Ein Blick in eine Kinderseele

Brunnenstraße -

Brunnenstraße
von Andrea Sawatzki

Bewertet mit 5 Sternen

So kennt man die Schauspielerin Andrea Sawatzki nicht.

Man kennt Andrea Sawatzki als Schauspielerin und kann mit diesem Buch auch ihr schriftstellerisches Talent kennenlernen und zugleich eine große schonungslose Selbstoffenbarung dieser großartigen Frau erfahren. Beschrieben wird die Kindheit von Andrea Sawatzki, aus deren Sicht in der Ich-Perspektive erzählt, in kurzweiligen Kapiteln dargeboten und nicht chronologisch aber bestens nachvollziehbar geordnet. Durch ihren schnörkellosen Schreibstil und die emotionale Brisanz der Schilderungen gelingt der Autorin ein bewegendes biographisches Werk. Mich hat das Mitgefühl gepackt, wenn Andrea Sawatzki beschreibt, wie sie als Kind nicht nur Care-Tätigkeiten zu übernehmen hatte, sondern auch von ihrer Mutter so parentifiziert wurde, dass eine gesunde kindliche Entwicklung behindert wurde.
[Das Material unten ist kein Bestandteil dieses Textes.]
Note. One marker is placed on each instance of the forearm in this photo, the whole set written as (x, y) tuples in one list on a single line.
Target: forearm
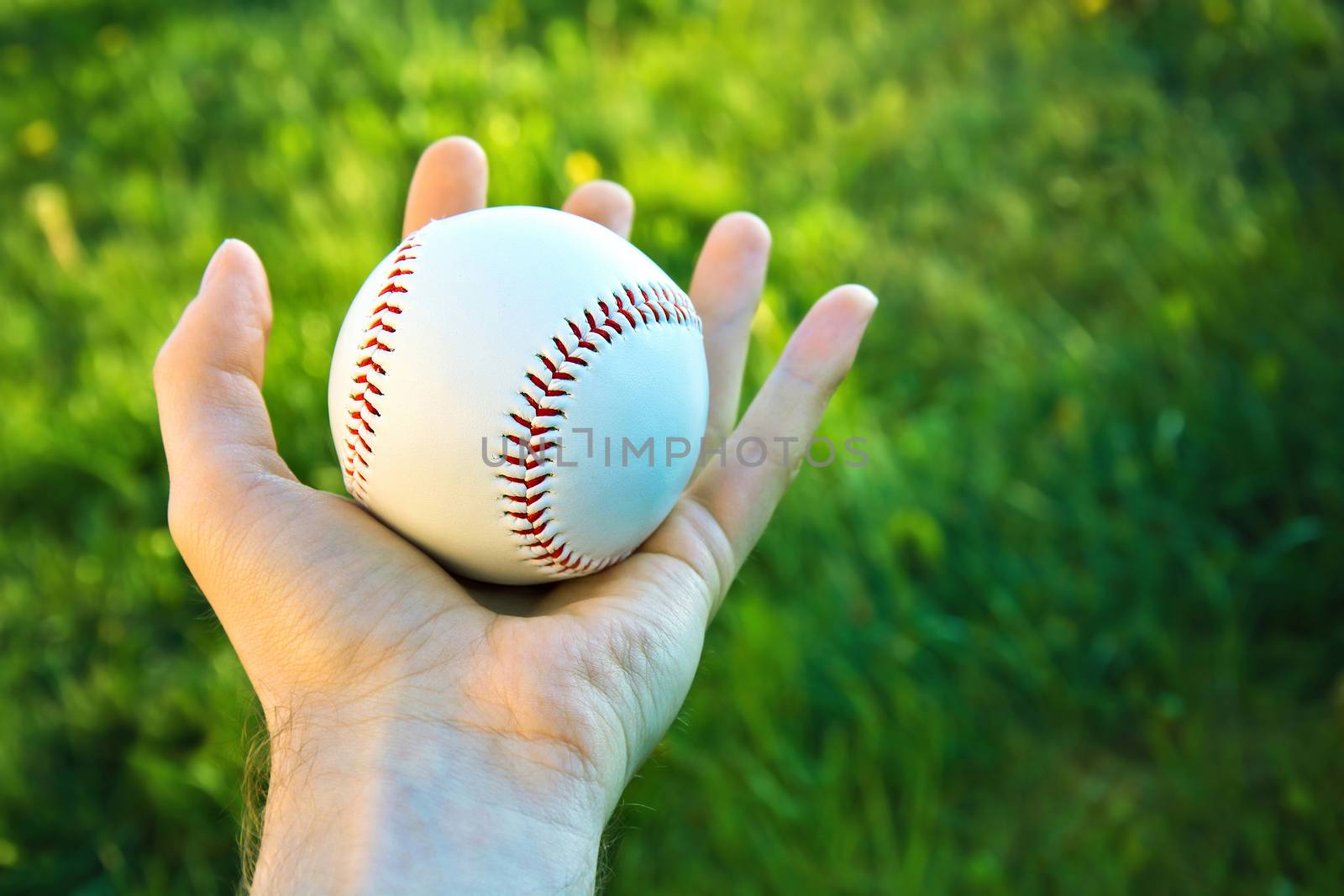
[(407, 810)]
Der demenzkranke Vater wird von Mutter und Tochter gepflegt, dass das Bedürfnis der Mutter ihn nicht in ein Heim zu geben zu Lasten von Andrea und deren Liebe zum Vater geht. Geschildert werden herzzerreißende Szenen wie körperliche Auseinandersetzungen oder hygienische Fehltritte eines kranken Mannes, denen die Autorin hilflos ausgesetzt war. Andrea wünscht sich das Ende dieser Belastung herbei, was sich im Wunsch äußert, der Vater möge endlich sterben. Mit der Brille der heutigen Zeit lesend frage ich mich, wo das Jugendamt war, wie niemand sehen konnte, wie es diesem Kind geht. Es bleibt eine tiefe Bewunderung für die Leistung von Andrea Sawatzki, eine Empathie für diesen schwierigen Start ins Leben und das Gefühl, ein gutes Buch gelesen zu haben.